Earlier this year, the Madagascar intervention site hosted none other than the famous Prof. J. Boone Kauffman, who’s also a member of the Blue Forests Carbon Science Advisory Panel. Boone visited us to help us refine our field protocols and provide advice on how we measure the amount of carbon lost from mangrove sediments following deforestation for charcoal production at our northwest pilot site. Accurately quantifying the amount of carbon sequestered by intact mangroves and the impact that ecosystem destruction has on this carbon is a critical element in the development of mangrove carbon projects. Mangroves store the bulk of their carbon in deep, organic-rich soils; 49-98% of total ecosystem carbon. Therefore it is vital that this soil organic carbon (SOC) is accounted for, if the true financial value of mangroves is to be realised.
Mangroves also sequester SOC at a significantly faster rate than terrestrial forest ecosystems, due to the way they dynamically accumulate sediment and carbon from surrounding systems, owing to frequent salt- and freshwater inundation. Mangrove deforestation and conversion brings about changes in the way inter-tidal wetlands function as carbon sinks, there and above the simple removal of tree biomass, adding a further level of complexity to carbon accounting in a mangrove environment.

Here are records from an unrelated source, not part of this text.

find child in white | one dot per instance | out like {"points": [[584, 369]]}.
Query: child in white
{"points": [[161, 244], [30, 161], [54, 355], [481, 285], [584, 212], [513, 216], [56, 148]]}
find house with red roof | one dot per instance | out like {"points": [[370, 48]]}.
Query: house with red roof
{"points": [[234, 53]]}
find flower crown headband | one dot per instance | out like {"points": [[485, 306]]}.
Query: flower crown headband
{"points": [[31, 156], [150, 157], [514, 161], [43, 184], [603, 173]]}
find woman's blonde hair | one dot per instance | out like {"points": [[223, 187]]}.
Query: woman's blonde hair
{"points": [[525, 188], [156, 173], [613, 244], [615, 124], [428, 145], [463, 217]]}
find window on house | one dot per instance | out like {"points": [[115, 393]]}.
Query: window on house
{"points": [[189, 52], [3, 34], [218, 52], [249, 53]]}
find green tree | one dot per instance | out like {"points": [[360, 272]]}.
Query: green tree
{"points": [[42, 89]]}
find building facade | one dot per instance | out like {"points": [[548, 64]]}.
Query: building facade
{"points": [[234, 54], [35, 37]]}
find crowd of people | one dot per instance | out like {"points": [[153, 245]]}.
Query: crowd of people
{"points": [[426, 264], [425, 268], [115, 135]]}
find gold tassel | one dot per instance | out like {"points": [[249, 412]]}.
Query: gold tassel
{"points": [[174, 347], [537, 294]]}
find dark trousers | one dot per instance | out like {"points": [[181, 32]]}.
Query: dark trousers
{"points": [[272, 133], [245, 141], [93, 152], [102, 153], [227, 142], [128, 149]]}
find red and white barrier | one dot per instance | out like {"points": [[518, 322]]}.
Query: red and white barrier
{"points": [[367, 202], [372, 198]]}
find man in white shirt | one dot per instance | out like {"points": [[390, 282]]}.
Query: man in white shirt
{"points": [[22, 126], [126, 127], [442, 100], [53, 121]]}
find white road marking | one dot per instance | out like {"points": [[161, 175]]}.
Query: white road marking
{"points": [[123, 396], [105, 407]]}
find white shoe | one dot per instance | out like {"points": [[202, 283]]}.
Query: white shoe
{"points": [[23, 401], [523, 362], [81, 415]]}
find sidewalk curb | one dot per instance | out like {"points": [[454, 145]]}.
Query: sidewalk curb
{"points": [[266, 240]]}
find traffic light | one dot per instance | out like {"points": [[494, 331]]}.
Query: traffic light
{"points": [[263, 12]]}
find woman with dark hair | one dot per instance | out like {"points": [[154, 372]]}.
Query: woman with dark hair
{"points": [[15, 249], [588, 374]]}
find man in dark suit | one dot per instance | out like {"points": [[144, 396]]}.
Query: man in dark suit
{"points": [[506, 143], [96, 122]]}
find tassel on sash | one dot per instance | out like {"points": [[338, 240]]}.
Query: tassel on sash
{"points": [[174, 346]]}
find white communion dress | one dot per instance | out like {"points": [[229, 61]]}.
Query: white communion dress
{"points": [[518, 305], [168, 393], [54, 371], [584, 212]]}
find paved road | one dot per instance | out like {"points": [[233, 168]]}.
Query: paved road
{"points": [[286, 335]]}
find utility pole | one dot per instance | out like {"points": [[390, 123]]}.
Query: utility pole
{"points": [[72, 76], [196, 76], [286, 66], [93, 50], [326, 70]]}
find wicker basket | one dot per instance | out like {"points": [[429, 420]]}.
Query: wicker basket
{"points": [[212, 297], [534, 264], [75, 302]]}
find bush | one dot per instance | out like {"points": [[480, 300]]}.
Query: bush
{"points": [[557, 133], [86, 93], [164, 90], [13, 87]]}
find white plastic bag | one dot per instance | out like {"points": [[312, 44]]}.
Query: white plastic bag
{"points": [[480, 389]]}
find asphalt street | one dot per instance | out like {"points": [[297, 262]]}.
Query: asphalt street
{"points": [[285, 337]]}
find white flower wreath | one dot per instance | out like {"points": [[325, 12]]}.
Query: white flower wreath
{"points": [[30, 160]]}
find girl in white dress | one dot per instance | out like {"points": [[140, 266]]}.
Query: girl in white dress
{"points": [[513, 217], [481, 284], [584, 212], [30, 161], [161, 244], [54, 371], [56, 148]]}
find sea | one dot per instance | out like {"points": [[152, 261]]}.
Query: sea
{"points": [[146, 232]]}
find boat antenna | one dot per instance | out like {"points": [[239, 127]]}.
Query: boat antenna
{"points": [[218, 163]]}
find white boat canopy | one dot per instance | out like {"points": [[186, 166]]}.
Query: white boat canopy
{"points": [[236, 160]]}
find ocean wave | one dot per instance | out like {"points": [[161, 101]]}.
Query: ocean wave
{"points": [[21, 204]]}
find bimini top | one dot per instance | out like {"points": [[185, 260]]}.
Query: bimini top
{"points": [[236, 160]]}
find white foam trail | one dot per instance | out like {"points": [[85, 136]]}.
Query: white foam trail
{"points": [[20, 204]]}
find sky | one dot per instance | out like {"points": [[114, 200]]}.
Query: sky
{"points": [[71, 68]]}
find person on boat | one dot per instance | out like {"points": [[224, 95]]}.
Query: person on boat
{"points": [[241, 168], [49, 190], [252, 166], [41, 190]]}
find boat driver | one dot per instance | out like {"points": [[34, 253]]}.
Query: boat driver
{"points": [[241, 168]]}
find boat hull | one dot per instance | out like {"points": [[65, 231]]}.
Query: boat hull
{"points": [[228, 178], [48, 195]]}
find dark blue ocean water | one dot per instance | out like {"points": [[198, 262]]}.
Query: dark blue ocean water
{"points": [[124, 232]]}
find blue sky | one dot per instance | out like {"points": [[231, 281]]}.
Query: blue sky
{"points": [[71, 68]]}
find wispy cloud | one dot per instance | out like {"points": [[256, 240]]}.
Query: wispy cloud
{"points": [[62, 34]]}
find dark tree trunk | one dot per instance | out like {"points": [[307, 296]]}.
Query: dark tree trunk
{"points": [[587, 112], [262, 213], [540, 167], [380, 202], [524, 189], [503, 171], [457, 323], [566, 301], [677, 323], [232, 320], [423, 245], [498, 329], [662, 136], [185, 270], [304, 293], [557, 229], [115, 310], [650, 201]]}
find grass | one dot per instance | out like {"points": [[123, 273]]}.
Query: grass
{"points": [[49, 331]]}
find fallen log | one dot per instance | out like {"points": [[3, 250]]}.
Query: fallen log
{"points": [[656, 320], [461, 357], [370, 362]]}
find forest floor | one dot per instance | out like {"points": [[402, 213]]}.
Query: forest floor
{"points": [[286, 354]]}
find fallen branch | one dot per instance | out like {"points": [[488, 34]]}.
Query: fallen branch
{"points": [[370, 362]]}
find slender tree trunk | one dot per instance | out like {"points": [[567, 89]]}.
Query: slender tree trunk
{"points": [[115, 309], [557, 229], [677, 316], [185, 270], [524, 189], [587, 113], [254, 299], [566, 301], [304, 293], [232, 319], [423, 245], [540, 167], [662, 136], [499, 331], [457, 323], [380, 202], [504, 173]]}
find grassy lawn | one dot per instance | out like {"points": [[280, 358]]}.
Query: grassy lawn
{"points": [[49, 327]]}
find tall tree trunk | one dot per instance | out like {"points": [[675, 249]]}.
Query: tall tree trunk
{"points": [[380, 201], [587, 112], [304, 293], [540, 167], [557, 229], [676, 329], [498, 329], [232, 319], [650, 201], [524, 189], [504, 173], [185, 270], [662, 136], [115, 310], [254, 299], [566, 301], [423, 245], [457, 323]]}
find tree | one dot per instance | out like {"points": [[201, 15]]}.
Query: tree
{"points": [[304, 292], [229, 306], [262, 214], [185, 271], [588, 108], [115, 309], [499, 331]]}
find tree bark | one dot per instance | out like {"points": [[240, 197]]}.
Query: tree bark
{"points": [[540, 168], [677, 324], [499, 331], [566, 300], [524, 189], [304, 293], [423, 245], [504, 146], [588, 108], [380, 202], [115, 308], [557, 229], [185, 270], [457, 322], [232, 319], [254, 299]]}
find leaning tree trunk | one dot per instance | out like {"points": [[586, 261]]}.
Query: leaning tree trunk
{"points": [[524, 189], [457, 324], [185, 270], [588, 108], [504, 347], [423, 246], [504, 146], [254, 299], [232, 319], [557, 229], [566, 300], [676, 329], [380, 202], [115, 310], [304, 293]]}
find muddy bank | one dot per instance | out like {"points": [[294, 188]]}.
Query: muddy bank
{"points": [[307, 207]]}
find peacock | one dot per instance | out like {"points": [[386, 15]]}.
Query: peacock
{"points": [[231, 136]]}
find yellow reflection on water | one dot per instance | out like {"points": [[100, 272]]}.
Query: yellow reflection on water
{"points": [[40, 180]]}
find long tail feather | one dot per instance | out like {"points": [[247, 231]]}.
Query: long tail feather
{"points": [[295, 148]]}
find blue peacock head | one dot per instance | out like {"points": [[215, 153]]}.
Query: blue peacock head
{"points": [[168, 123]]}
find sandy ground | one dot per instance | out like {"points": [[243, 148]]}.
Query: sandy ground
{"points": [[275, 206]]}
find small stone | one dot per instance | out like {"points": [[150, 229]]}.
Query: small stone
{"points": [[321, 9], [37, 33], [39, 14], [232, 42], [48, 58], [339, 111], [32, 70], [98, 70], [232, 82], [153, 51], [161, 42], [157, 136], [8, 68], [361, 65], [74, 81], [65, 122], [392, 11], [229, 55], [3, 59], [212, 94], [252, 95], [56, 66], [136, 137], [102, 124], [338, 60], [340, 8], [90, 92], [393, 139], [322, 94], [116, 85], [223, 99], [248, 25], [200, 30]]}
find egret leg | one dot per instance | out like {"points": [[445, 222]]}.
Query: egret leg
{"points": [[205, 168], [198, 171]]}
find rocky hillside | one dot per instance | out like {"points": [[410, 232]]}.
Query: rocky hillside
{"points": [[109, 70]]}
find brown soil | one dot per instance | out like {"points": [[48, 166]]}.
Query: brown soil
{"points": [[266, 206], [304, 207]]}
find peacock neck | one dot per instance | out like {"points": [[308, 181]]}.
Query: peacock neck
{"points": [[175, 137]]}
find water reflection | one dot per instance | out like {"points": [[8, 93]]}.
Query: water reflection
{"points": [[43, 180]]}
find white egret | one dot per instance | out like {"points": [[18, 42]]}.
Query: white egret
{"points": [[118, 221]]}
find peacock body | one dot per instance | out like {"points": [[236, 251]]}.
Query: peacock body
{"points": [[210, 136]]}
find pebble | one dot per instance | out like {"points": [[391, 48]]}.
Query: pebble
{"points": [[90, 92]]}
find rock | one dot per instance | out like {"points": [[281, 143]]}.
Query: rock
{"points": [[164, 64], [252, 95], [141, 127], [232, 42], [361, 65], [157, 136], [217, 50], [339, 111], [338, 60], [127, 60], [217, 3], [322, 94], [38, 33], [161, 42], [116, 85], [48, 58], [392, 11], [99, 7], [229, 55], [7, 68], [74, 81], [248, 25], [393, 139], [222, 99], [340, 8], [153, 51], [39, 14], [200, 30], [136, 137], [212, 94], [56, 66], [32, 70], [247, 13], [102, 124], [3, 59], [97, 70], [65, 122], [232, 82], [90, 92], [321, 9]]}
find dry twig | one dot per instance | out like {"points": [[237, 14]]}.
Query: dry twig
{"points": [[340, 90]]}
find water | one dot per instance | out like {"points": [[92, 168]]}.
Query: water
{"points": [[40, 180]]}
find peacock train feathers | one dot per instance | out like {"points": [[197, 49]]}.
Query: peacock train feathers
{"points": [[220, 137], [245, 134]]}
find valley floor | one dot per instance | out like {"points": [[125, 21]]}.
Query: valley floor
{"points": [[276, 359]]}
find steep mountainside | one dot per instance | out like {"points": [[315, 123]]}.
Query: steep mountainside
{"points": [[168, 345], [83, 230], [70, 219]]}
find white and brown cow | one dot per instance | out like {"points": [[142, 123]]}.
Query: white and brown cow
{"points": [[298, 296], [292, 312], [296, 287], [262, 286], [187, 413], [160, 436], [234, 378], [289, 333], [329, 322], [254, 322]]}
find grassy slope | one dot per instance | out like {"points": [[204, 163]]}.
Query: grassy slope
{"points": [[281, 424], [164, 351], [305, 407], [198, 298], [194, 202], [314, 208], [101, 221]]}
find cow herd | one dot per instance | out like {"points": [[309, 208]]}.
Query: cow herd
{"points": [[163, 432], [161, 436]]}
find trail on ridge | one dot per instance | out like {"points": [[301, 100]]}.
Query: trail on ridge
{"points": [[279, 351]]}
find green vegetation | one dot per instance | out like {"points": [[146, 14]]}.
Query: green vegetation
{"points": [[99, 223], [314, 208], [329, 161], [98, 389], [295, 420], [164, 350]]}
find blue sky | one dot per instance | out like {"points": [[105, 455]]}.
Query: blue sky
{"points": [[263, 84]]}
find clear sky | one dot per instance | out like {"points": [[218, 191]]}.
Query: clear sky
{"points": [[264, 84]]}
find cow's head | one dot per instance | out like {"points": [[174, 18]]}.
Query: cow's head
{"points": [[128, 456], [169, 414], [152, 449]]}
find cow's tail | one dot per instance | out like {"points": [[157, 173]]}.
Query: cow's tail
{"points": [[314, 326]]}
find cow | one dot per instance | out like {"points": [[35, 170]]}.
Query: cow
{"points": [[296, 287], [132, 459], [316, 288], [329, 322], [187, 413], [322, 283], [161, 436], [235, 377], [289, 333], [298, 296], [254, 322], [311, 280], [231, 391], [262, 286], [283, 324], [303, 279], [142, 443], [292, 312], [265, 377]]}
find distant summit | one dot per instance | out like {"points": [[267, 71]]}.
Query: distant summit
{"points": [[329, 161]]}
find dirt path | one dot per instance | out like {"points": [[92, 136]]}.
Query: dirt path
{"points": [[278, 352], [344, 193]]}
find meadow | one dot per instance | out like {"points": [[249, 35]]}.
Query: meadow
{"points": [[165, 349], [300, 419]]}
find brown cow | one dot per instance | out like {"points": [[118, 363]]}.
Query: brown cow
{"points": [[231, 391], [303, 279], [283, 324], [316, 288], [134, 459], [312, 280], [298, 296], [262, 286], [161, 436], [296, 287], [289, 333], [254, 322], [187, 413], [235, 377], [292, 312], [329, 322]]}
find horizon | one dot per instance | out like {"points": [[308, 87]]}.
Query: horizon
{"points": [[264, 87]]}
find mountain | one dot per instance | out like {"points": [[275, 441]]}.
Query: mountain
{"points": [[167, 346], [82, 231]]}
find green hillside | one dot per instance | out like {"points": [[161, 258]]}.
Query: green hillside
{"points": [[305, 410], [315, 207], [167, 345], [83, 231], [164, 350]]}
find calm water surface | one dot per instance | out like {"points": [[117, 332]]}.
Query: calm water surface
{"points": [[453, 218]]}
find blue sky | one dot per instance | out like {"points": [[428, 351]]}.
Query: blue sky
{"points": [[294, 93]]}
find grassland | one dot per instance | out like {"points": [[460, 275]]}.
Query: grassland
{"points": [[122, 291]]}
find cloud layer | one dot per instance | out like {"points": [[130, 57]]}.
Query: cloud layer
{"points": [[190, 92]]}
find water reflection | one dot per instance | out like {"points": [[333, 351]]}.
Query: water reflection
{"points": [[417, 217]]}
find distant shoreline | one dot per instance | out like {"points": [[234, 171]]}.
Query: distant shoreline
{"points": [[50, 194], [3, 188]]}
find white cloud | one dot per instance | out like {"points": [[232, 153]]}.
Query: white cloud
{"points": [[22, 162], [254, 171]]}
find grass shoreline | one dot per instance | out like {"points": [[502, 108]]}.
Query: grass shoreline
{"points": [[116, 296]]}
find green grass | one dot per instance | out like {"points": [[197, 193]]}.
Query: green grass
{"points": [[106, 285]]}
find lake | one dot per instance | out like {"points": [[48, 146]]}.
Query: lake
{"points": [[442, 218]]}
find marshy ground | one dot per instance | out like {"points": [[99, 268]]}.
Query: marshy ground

While the loss of SOC due to mangrove deforestation for aquaculture ponds is relatively well established, not much is known about the loss of SOC following cutting for timber or charcoal, the predominant cause of mangrove deforestation both in Madagascar. In fact, it is estimated that 26% of mangrove forests worldwide are degraded due to over-exploitation for fuelwood and timber production. The lack of understanding of carbon dynamics in this setting is hindering the development of blue carbon projects worldwide.
Boone’s trip was incredibly useful and lead to a plan of action relating to how we estimate loss of SOC at our northwest pilot site. However, as with most mangrove research, it’s going to be neither quick nor easy. The processes occurring at our site are a complex mix of compaction and erosion. To definitively establish SOC loss requires another 2 years of fieldwork and research. But it’ll all be worth it in the end.
It was also a unique capacity building opportunity for our Malagasy scientists and conservationists. Ismael Ratefinjanahary, a recently graduated MSc student from the University of Antananarivo who joined the mission, says:
“Meeting Boone was amazing. Joining his field mission was a fantastic opportunity for me and I learnt a lot that will help me in my future research and career”
Lastly, this mission was a fantastic opportunity for Boone to see the context in which we work. He couldn’t quite get his head around the fact that the boats we use don’t have motors! For science protocols to be applicable in contexts like Madagascar’s, where blue carbon has the potential to have the greatest positive social impact, they must be pragmatic and relatively cost effective as well as robust.